L'objectif des conventions fiscales étant d'éviter les doubles impositions et non pas de créer des doubles exonérations, les choses pourraient changer suite à deux décisions récentes du Conseil d'Etat (décisions du 9 novembre 2015 n° 370054 et n° 371132). Elles ne concernaient pas spécifiquement le Portugal, mais elles ont vocation à s'appliquer à l'ensemble des cas où le pays de résidence n'exerce pas son droit d'imposer les revenus mondiaux (Italie, Israël et Portugal notamment).

Le Conseil d'Etat considère désormais que pour être résident fiscal d'un pays, il faut y être effectivement imposé. Dès lors, si on est exonéré d'impôt, on ne peut avoir cette qualité et se prévaloir des avantages prévus par la convention fiscale. Et si la convention fiscale n'est pas applicable, c'est le droit fiscal français qui s'applique.
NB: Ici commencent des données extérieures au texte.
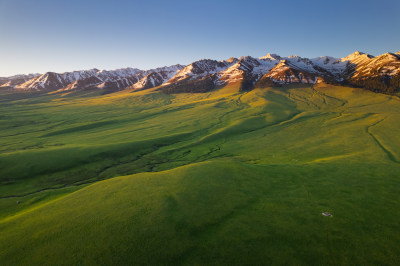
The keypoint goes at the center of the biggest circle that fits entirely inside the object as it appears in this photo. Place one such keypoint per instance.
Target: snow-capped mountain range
(381, 74)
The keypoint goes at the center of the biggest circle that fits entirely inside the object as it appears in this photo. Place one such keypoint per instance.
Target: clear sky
(53, 35)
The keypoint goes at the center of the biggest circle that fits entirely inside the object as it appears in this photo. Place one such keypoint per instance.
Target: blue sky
(54, 35)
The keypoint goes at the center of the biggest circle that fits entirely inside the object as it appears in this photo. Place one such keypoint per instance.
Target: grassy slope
(250, 175)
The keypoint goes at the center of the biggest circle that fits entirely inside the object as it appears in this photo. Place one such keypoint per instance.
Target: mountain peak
(271, 57)
(356, 55)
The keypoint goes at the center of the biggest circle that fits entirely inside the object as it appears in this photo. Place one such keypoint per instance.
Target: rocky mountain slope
(380, 74)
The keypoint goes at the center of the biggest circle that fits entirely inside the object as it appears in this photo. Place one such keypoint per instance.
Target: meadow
(226, 177)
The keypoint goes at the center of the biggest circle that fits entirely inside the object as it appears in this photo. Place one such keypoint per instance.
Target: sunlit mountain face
(380, 74)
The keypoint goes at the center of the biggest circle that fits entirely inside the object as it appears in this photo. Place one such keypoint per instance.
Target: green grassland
(227, 177)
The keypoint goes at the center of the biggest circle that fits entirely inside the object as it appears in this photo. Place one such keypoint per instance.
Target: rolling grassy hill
(225, 177)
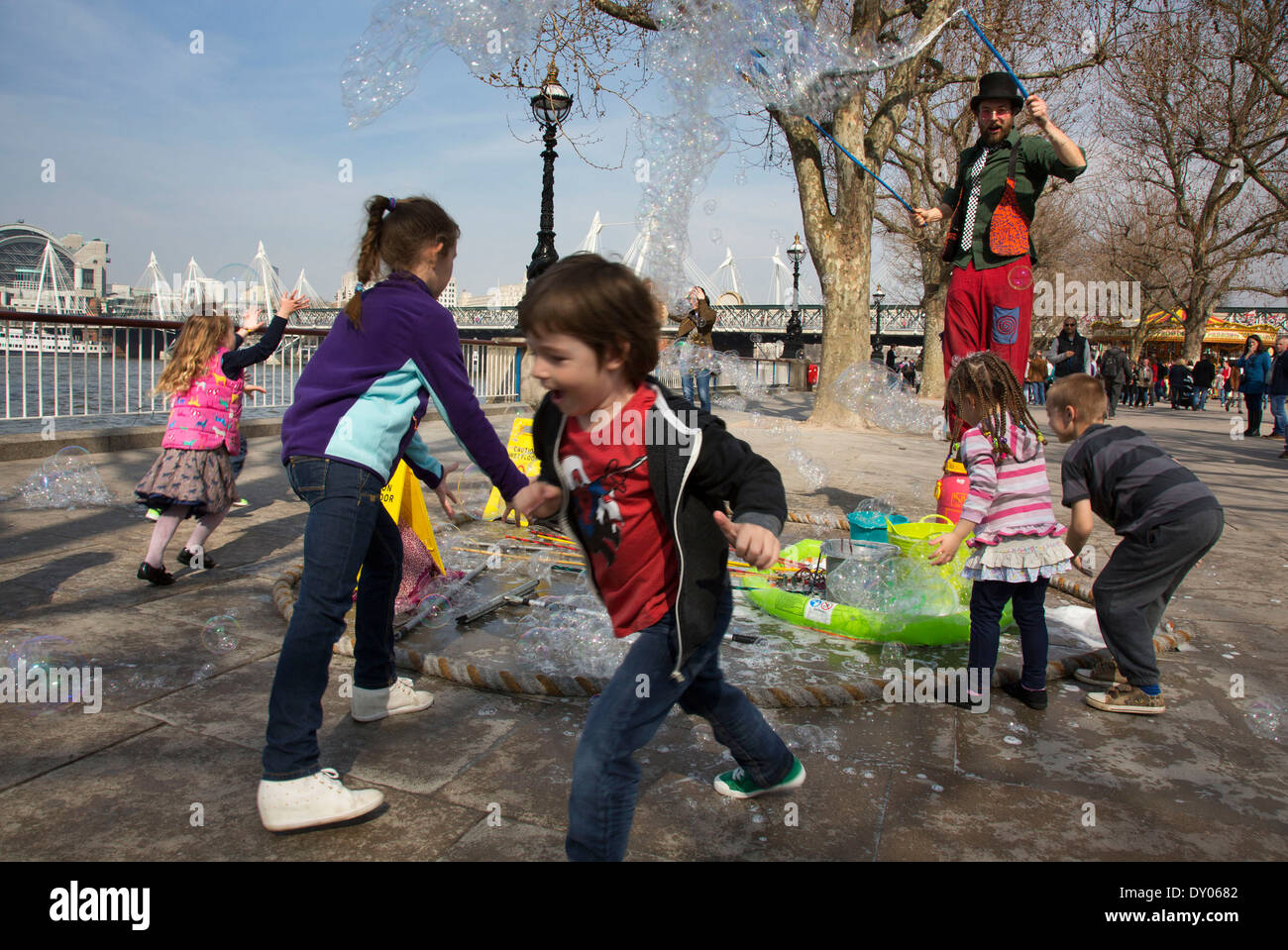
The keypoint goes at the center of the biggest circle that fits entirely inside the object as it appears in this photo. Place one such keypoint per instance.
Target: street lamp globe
(552, 103)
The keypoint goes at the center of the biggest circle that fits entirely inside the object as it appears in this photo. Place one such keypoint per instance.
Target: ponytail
(398, 241)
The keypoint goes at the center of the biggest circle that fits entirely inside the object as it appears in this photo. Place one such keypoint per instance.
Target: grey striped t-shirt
(1131, 481)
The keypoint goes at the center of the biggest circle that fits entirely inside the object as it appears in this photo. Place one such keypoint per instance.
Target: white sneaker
(316, 799)
(369, 705)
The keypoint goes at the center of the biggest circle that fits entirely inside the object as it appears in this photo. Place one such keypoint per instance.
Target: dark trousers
(627, 713)
(1115, 390)
(1253, 402)
(1028, 605)
(348, 528)
(1138, 581)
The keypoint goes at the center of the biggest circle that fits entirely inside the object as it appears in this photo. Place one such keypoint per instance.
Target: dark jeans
(1253, 402)
(1138, 581)
(1028, 605)
(347, 529)
(1115, 390)
(703, 387)
(629, 712)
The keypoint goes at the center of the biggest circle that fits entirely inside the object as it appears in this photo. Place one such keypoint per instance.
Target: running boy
(1167, 520)
(640, 481)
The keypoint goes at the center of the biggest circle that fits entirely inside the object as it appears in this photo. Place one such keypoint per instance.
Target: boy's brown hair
(1086, 394)
(603, 304)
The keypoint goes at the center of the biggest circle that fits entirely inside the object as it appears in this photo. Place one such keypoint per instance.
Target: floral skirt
(200, 477)
(1019, 559)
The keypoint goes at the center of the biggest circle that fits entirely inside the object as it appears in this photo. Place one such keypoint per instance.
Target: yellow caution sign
(404, 502)
(524, 457)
Or, aux yeux de la France, il ne suffit pas de vivre plus de 183 jours par an au Portugal pour être considéré comme non-résident , ni a fortiori d'y avoir seulement disposé d'un logement. La jurisprudence considère qu'une personne qui vit à l'étranger et perçoit une pension de retraite versée par une caisse de retraite française doit être regardée comme ayant conservé le centre de ses intérêts économiques en France. En conséquence, elle doit être considérée comme étant fiscalement domiciliée en France, dès lors que cette pension est son unique source de revenus, et être soumise à l'impôt sur le revenu en France.

Des résidents fiscaux français ?

Les retraités établis au Portugal courent donc le risque d'être considérés comme des résidents fiscaux français et perdre les avantages liés au statut de « résident non habituel », non pas en raison d'une modification de la convention fiscale mais d'une évolution de son interprétation en droit interne français.

« Pour l'instant, l'administration fiscale ne s'est pas encore prononcée, mais pour éviter de voir ses retraites soumises à l'impôt en France, il faudrait non seulement avoir le centre de ses intérêts économiques au Portugal, mais aussi se ménager d'autres sources de revenus imposables au Portugal. Dans tous les cas, nous recommandons à nos clients de consulter un avocat fiscaliste français en binôme avec un avocat fiscaliste portugais », met en garde Benjamin Spivac, ingénieur patrimonial chez Amplegest.

Autrement dit, un retraité français touchant sa pension au Portugal pourrait se voir rattrapé par le fisc.